On Wed, 7 Nov 2018, Michael Povolotskyi wrote:
> On 11/07/2018 02:59 PM, Stogner, Roy H wrote:
>> On Wed, 7 Nov 2018, Michael Povolotskyi wrote:
>>
>>> if I use the trapezoidal rule:
>>>
>>> QTrap qrule(dim)
>>>
>>> Can I assume the quadrature points are ordered in the same way at the
>>> element
>>> nodes?
>> Doesn't look that way, in general, at first glance.

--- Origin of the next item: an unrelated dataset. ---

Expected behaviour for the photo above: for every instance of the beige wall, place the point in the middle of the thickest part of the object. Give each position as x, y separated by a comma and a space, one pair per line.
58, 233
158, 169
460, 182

We build the quad
>> and hex QTrap rules via tensor products, but that's not how we order
>> nodes.
>> ---
>> Roy
> Thank you,
> then how to solve the following problem.
>
> I have an element that has n_nodes;
> It has the same number of quadrature points that are at the nodal positions
> (trapezoidal rule is assumed).
> How to find the node number that corresponds to a quadrature point?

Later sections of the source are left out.